Wednesday, December 23, 2009
Teaching and Learning
I've been taking a tai chi class at my health club for about 9 months. I am a slow learner, and most of the time, I'm at peace with that. I've been told repeatedly that it can take a lifetime to truly master tai chi.
I am not accustomed to being a slow learner, so I have tried, as much as possible, to study what it feels like from the inside, and "interview" myself to capture those feelings. Here is some of my "research" to date.
Q: You can't seem to learn even the first 20 moves of the form. Why do you keep coming back?
A: For one thing, it is very relaxing to simply concentrate on moving my body rather than on the million of things that demand my attention and concentration every day in the classroom. Also, I suppose I imagine someday being the kind of person who does tai chi in the park in the early morning. The main reason I keep coming back, though, is that I am getting to know the people in the class and the instructors and I like spending a little time every week with them!
ANALYSIS: The main hook for the struggling learners in my classroom is likely the social piece as well. I need to remember to capitalize on that. It's also good to keep the end vision in sight -- to remember that the work we do in school is aimed well beyond standards and testing and AYP. Our goal is competently (independently) functioning members of our society.
Q: Which of the four instructors' styles works best for you?
A: Well, I can tell you for sure which one works the WORST -- that would be the guy who points out to the whole class that I'm the newest and least capable and I'm the one for whom he has the lowest expectations. (Not in so many words, but just about.) He also spends much of the class talking about tai chi rather than teaching us/leading us in practice of the moves in the form. I usually leave his classes cranky rather than relaxed. If he were the teacher every week, I wouldn't go back.
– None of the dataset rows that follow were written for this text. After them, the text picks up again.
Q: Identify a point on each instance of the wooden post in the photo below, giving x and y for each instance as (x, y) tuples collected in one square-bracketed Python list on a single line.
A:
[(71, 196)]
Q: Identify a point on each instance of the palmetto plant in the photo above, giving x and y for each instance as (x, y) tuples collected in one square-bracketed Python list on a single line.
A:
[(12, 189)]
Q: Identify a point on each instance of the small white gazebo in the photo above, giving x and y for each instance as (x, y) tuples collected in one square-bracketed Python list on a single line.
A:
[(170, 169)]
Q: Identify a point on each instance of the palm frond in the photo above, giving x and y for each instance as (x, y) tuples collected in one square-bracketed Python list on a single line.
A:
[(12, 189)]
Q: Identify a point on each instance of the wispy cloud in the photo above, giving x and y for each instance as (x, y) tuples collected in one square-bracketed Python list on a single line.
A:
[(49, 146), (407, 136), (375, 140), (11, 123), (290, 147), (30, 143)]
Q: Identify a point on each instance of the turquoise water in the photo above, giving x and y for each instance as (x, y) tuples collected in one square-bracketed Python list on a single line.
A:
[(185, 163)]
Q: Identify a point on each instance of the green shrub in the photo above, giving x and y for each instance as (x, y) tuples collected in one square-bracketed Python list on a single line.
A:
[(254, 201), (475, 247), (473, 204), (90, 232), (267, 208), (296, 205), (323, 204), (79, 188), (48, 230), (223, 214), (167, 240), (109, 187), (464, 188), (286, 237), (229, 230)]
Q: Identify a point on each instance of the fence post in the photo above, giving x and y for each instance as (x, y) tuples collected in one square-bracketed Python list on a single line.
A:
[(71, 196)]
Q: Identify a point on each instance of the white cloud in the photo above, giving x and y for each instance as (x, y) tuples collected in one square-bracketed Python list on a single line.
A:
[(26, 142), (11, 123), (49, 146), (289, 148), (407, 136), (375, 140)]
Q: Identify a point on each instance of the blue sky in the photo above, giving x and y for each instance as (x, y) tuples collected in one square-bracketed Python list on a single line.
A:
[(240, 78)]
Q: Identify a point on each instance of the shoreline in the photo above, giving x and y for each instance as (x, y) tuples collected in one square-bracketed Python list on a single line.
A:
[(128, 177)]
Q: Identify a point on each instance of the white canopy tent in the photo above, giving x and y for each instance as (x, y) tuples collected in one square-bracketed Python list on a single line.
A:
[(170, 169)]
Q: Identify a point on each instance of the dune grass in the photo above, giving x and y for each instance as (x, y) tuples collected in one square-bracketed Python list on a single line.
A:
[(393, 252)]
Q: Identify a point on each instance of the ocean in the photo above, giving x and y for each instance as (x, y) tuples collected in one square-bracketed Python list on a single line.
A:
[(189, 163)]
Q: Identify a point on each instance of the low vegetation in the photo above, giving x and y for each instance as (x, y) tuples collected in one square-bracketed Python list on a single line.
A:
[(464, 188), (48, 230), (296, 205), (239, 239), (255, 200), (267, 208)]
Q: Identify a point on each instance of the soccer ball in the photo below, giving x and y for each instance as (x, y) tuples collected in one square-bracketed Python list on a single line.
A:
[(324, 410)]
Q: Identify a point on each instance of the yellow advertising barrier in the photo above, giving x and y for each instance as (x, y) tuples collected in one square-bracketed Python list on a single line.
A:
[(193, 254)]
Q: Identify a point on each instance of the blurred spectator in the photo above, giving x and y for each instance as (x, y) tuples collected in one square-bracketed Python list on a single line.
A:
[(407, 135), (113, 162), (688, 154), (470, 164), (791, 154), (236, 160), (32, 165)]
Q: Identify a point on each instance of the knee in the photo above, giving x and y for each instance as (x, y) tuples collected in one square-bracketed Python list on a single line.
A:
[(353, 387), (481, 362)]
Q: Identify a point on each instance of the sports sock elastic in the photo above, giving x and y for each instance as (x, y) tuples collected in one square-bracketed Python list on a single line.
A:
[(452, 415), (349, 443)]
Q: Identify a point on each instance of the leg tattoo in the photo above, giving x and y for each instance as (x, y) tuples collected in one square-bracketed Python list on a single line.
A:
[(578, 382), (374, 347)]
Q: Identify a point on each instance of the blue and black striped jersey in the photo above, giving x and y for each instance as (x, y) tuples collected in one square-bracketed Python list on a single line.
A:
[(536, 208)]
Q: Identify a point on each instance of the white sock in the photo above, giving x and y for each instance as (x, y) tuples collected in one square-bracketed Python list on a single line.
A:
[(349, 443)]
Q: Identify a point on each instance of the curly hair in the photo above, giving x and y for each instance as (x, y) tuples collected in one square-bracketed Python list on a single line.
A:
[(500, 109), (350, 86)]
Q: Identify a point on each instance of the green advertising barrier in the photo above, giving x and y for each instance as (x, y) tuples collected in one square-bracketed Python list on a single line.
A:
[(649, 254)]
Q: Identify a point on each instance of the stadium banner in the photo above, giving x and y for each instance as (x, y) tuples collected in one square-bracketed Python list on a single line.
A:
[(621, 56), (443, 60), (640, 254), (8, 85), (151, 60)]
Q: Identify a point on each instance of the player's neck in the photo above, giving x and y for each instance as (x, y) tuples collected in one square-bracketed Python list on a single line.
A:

In third place is the instructor who is not such a great teacher, but he takes a personal interest in every member of the class. He knows my name and a little about me. He spends a little bit too much time talking during class, but I've been able to tell him that I'd rather spend more time practicing the moves and less time listening. And he was grateful (or at least polite) about the feedback.
The top two instructors are the ones who spend the whole class leading us through parts of the form. They pick a series of moves and we do them over and over again. They give the experienced members of the class tips about subtle ways to move their hands and bodies that go right over my head, but they never make the less experienced members of the class feel stupid.
ANALYSIS: Never make learners feel stupid. Totally counterproductive. Enough said.
Repetitive practice of essential skills is not necessarily a bad thing. Hard work on the pieces and parts can make the whole feel stronger. Success on a piece of a big skill fuels the desire to master the entire big skill. Drill of the parts should NEVER constitute ALL of the instruction, or the vision of the big picture will be lost.
Q: Do you practice lots outside of class?
A: For the longest time, I was only invested enough in the class to show up twice a week. Gradually, I built the desire to make more progress than I was able to in class (mostly because I wanted to please the instructor and the class members -- there's that social piece again). The thing that keeps me from practicing lots at home is that I don't know enough yet to practice independently!
ANALYSIS: Assigning homework is tricky. Yes, we want our students to practice what we work on in the classroom, but unless they are independent or close to being independent, that practice might not be attempted or might be a clumsy approximation (not a bad thing, just something to keep in mind). It's more important to make every minute of classroom instruction count than it is to create elaborate homework assignments that come loaded with unrealistic expectations for some of the learners in our classrooms.